AS SOON AS SHE HEARD the morning weather report announcing a hurricane in the Gulf of Mexico, Zoe McCann knew that the winds traveling up from Baja wouldn’t be the day’s only storm. The announcer’s voice on the clock radio—specifically his mention of the words historic surf—had woken her from sleep.
Adrenaline coursing through her body, Zoe pulled on jeans and grabbed a flannel shirt from the pile of clean laundry that she’d intended to put away the night before and ran, barefoot, downstairs to the kitchen to grab her keys.
“That bastard,” she muttered to herself as she climbed into her truck. “I swear to God, I’ll kill him.”
Ten minutes later—it would have been five but for the morning commuter traffic—she drove her pickup south on Pacific Coast Highway, the car radio blaring something unintelligible. Jeez. She punched buttons, searching for something other than the punk rock that always screamed from the speakers after her son Brett had used the truck.

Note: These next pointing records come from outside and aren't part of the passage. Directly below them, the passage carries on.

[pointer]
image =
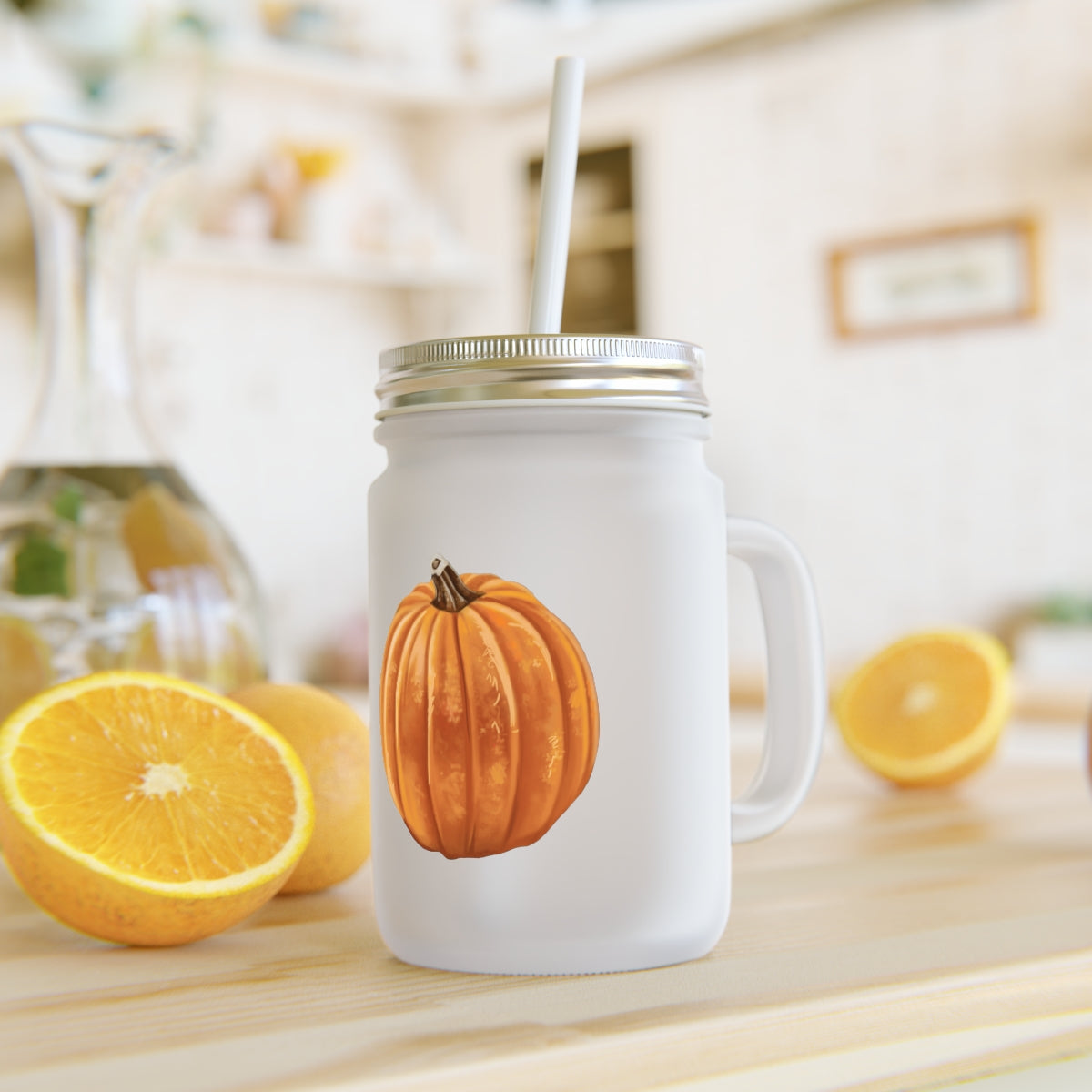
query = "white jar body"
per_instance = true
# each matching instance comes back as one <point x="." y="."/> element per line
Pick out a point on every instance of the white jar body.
<point x="611" y="518"/>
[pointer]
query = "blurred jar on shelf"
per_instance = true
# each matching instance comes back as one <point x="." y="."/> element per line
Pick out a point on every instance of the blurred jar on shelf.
<point x="108" y="558"/>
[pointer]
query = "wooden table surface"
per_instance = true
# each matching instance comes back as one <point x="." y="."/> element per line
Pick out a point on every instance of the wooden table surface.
<point x="883" y="939"/>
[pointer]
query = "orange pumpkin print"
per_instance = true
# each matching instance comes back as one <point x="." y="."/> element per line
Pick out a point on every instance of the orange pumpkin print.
<point x="489" y="714"/>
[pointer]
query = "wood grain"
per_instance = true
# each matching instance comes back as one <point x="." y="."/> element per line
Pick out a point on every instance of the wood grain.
<point x="883" y="939"/>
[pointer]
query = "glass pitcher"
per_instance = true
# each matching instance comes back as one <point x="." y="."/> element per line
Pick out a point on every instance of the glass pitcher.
<point x="108" y="560"/>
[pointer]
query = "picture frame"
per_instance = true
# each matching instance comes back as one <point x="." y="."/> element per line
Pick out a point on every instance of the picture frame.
<point x="937" y="281"/>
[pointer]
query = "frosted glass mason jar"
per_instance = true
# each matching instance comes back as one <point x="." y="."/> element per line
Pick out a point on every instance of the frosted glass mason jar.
<point x="550" y="707"/>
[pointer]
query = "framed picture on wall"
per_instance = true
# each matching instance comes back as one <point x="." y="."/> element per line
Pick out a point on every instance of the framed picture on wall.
<point x="927" y="282"/>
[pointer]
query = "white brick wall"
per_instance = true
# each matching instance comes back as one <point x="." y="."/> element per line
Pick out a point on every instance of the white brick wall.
<point x="929" y="480"/>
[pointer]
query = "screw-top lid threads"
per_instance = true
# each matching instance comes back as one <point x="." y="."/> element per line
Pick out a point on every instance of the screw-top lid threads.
<point x="645" y="372"/>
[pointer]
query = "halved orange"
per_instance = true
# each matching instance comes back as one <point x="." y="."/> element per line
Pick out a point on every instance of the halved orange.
<point x="929" y="709"/>
<point x="147" y="811"/>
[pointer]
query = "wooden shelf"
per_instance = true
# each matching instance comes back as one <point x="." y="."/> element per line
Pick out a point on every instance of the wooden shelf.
<point x="330" y="72"/>
<point x="293" y="262"/>
<point x="887" y="939"/>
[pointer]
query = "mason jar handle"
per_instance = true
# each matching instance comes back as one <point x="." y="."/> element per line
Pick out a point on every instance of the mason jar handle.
<point x="796" y="698"/>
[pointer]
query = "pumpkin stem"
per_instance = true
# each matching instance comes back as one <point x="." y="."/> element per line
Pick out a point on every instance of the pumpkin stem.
<point x="451" y="593"/>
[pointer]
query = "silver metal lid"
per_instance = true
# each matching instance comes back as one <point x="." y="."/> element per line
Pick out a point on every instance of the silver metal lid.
<point x="538" y="369"/>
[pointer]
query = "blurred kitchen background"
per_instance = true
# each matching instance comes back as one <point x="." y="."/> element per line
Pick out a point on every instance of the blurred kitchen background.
<point x="876" y="217"/>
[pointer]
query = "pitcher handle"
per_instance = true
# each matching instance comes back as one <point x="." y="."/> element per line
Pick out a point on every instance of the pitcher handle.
<point x="796" y="700"/>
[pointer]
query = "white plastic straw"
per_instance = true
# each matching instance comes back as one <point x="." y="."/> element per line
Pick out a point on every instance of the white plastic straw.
<point x="555" y="214"/>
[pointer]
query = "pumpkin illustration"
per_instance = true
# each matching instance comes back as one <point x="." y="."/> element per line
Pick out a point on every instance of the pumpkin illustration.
<point x="489" y="714"/>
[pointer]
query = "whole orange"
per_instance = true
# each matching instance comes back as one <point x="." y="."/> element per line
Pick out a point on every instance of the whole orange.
<point x="332" y="743"/>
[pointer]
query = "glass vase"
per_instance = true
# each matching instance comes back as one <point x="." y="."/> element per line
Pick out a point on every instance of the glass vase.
<point x="108" y="558"/>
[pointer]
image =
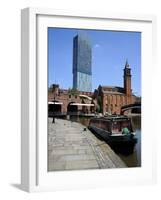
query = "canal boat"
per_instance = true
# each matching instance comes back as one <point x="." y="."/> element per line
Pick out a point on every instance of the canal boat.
<point x="116" y="130"/>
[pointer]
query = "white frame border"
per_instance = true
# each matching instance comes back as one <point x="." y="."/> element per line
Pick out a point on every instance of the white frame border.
<point x="29" y="168"/>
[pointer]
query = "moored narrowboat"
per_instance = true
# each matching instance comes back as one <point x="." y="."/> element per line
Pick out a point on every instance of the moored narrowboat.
<point x="114" y="129"/>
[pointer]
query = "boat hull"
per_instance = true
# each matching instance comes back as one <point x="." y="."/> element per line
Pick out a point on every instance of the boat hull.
<point x="120" y="144"/>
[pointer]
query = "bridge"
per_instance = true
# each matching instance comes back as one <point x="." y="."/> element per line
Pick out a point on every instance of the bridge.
<point x="135" y="108"/>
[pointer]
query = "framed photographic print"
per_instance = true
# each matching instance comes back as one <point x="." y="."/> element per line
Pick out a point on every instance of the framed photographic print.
<point x="86" y="114"/>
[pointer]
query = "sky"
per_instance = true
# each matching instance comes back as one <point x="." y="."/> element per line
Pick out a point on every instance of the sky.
<point x="110" y="50"/>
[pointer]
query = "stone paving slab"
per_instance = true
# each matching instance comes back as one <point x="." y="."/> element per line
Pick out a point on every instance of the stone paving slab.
<point x="72" y="148"/>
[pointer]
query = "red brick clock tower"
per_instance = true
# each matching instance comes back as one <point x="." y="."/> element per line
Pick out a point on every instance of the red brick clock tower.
<point x="127" y="79"/>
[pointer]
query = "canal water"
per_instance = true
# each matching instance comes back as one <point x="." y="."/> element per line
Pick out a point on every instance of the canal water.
<point x="134" y="159"/>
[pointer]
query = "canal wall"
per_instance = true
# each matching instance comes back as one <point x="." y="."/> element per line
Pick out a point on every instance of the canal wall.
<point x="71" y="146"/>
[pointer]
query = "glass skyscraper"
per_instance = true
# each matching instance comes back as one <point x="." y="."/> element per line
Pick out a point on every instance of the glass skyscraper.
<point x="82" y="61"/>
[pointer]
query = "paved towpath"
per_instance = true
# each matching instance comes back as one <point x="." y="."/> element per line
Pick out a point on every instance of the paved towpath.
<point x="72" y="148"/>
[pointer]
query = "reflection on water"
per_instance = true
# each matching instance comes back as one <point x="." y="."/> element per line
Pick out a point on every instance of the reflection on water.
<point x="134" y="159"/>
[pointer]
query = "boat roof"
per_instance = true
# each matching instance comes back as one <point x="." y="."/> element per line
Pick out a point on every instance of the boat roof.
<point x="113" y="118"/>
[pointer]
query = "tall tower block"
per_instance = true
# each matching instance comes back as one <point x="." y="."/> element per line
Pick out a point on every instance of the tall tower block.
<point x="127" y="79"/>
<point x="82" y="61"/>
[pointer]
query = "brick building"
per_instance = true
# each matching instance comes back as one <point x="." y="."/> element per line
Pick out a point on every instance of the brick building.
<point x="111" y="99"/>
<point x="70" y="101"/>
<point x="105" y="99"/>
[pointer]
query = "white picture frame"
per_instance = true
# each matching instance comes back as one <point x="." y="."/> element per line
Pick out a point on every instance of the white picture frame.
<point x="34" y="175"/>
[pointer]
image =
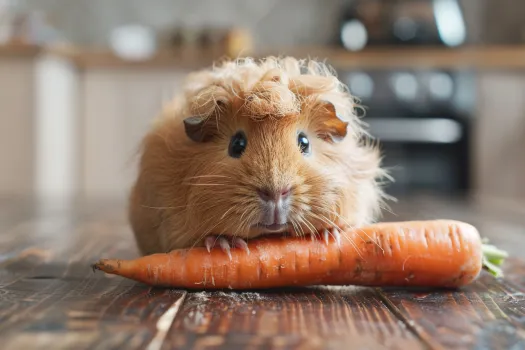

“…and the continued fallout from the tragic death of a local teenager has prompted a Seacliff city councilman to propose financial incentives ranging from five hundred to one thousand dollars or more a day to lure neurosurgeons back into providing on-call services.”
Financial rewards to lure neurosurgeons.
Disgusted, Zoe snapped off the radio. Money always took care of everything. A thousand dollars in Dr. Phillip Barry’s hot little hand and Jenny Dixon might be alive today.